Richard Dawkins interviews the ABC

Richard Dawkins interviews the Most Rev. Rowan Williams, The Archbishop of Canterbury. Dawkins asks how Williams reconciles his scientific view of evolution with believing in miracles:

Comments (2)

I think I am most impressed with Rowan Williams when he is doing precisely this--talking about faith in the context of the Bible and history. It is when he attempts to deal with the politics of the church that he seems to get in trouble. To use a metaphor from the video, it seems like Rowan Williams is most comfortable with the language of poetry when the language of politics is most decidedly prose.

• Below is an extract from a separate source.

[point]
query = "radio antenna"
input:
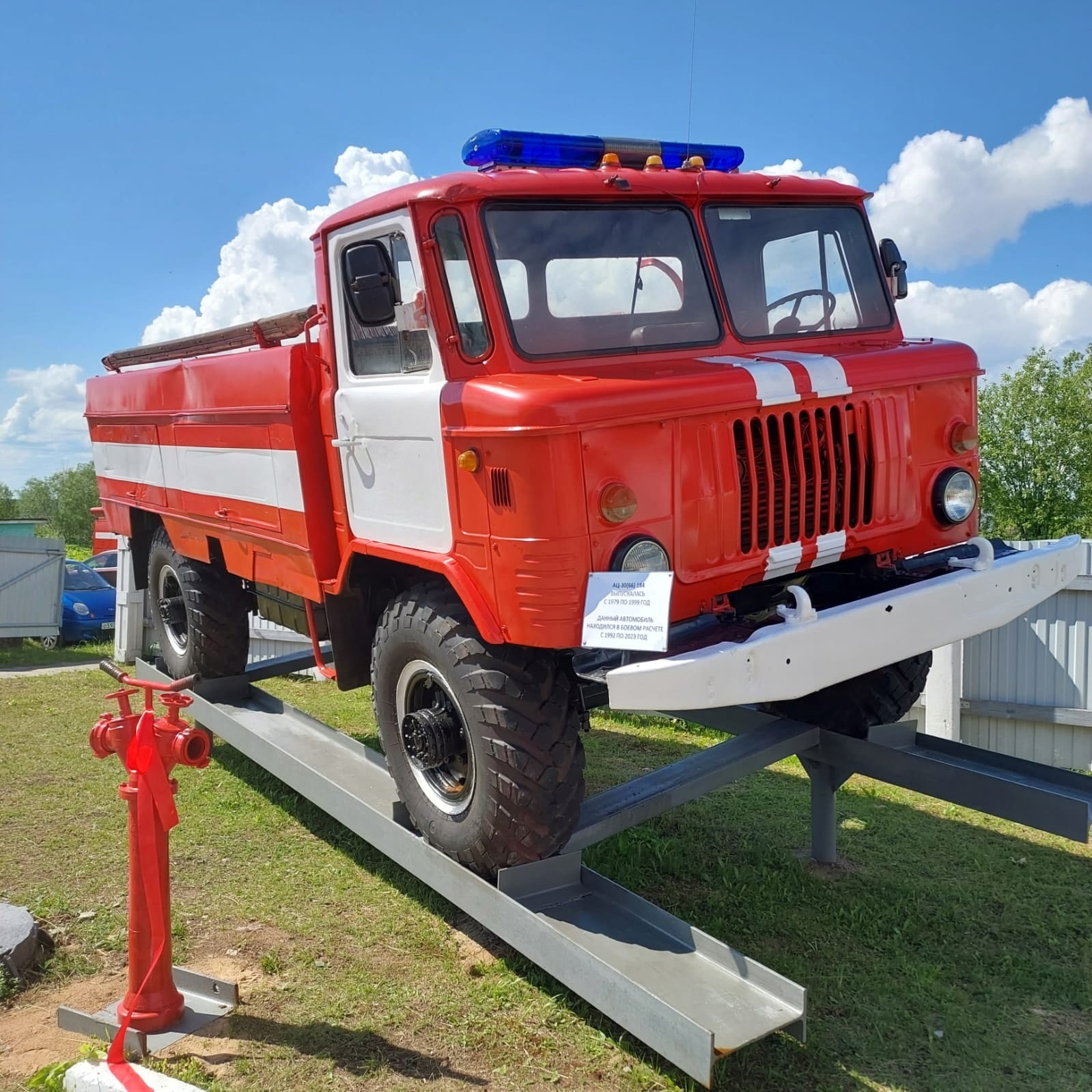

On the flip side, the challenge for us is how to appreciate the current ABC's poetic nature, mind, and viewpoint in solving some of the nuts-and-bolts issues we face in the church. Certainly Jesus was poetic in much that he said and did, and yet there was a practical side to him as well. Much to think about...

I found Rowan less than persuasive in his rhetoric, as in his phrase "not a suspension of the laws of nature but nature itself opening up to its own depths." This is almost a parody of church double-talk. Both Dawkins and Rowan agree this is poetic language, that is, not advancing any argument. Interestingly, they both assume that it should be easy to separate out poetry from prose, as if poetry were merely, as Alexander Pope said, "nature to advantage dressed what oft was thought but ne'er so well expressed." Poetry is far more than ornamentation. Both of them seem too willing to accept terms as is. Physis in Greek, for example, as Heidegger pointed out, has different connotations than the static Latin "natura."

In theology he seems as evasive as in church politics.

A suspension of nature and nature opening itself up to its depths both seem to be ways of saying the speaker doesn't know what he or she is saying.